One of the main problems that TIDAL Protocol is trying to solve is the lack of accessible insurance products in the rapidly evolving DeFi market.
Due to the nature of DeFi, newly created platforms, protocols and assets can be self-published at lightning speed, around the clock. It’s very difficult for a centralized auditing authority to keep up with the speed, and breadth of the DeFi market.
Thus, in order to provide insurance coverage to DeFi products, TIDAL must provide the proper incentives for bootstrapping reserve capital in any liquidity pool in a decentralized fashion. Liquidity mining will be adopted as the capital bootstrapping incentive program.
One of the major TIDAL innovations is introducing the Guarantor’s concept and creating multiple levels of capital reserve: Guarantor’s Reserve, USDC Reserve and Tidal Staking Reserve.
Every protocol covered by TIDAL will be encouraged to seek Guarantors to stake Guarantor’s Reserves.
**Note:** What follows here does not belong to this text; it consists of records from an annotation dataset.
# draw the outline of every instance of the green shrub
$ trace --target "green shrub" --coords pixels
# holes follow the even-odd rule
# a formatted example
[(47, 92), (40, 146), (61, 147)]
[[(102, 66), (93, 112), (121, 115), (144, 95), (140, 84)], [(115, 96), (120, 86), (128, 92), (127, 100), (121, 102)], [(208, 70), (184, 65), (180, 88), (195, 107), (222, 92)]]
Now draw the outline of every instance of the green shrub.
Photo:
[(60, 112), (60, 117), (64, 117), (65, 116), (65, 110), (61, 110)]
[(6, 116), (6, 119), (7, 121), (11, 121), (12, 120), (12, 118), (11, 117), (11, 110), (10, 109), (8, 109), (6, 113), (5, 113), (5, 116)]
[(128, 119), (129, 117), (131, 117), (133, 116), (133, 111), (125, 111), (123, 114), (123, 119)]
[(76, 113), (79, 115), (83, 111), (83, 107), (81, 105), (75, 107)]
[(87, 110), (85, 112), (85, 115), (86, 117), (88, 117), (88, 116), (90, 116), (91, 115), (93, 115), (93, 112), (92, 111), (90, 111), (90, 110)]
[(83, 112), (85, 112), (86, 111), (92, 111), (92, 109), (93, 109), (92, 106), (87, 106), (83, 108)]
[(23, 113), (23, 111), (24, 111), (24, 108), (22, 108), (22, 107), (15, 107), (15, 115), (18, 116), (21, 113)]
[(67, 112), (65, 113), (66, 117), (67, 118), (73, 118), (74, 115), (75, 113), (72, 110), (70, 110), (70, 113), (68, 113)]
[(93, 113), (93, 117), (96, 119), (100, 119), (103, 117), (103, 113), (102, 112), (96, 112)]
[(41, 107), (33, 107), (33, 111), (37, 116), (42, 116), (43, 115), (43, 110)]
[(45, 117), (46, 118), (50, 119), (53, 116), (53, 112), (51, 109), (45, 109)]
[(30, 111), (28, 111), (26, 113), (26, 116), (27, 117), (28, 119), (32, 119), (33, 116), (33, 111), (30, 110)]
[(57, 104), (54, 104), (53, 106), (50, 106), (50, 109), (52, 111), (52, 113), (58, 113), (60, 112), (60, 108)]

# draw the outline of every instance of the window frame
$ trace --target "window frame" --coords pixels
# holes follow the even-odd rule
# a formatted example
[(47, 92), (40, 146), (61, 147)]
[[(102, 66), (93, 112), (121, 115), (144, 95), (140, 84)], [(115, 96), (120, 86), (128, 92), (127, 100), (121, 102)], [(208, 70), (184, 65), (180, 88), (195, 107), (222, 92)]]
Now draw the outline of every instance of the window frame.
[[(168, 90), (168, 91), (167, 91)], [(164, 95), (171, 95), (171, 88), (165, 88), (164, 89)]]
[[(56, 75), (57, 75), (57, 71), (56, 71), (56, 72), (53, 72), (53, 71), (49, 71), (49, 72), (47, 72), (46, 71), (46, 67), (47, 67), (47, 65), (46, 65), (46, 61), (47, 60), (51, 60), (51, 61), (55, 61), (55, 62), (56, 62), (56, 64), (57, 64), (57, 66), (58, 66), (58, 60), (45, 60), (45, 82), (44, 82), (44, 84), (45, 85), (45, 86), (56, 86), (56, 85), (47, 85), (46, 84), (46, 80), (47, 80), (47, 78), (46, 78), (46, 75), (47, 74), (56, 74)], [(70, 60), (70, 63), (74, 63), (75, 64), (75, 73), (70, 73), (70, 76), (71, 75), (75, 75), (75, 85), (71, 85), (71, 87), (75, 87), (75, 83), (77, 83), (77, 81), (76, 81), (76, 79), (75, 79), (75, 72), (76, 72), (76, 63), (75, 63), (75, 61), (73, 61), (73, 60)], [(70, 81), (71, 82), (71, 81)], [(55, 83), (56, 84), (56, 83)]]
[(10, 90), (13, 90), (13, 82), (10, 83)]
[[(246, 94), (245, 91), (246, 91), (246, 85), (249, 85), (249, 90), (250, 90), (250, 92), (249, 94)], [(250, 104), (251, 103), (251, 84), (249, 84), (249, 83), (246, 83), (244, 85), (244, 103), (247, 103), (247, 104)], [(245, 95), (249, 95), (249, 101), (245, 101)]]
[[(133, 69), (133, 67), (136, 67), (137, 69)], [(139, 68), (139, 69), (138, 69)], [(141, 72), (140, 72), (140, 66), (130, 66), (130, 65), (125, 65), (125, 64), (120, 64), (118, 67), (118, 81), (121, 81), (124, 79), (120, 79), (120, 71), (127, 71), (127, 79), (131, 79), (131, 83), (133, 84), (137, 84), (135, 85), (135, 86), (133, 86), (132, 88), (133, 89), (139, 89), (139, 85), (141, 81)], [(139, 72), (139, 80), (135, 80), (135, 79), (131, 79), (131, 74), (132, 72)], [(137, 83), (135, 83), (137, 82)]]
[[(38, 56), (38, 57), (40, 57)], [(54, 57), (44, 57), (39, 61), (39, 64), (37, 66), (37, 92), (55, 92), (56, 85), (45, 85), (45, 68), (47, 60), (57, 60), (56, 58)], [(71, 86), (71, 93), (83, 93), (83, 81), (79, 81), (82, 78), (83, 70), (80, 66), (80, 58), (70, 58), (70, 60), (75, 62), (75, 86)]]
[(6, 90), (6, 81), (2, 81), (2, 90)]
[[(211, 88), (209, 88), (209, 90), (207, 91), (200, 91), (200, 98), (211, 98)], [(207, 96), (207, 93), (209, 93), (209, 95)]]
In case of any payout Guarantor’s Reserves will be used to compensate USDC reserve. Guarantor’s will be compensated for the risk they are taking by collecting a percentage of all premiums paid for specified coverage. TIDAL Protocol will incentivize the teams behind protocols to provide Guarantor Reserve, creating a positive synergy for other reserve providers to feel more confident in providing additional liquidity.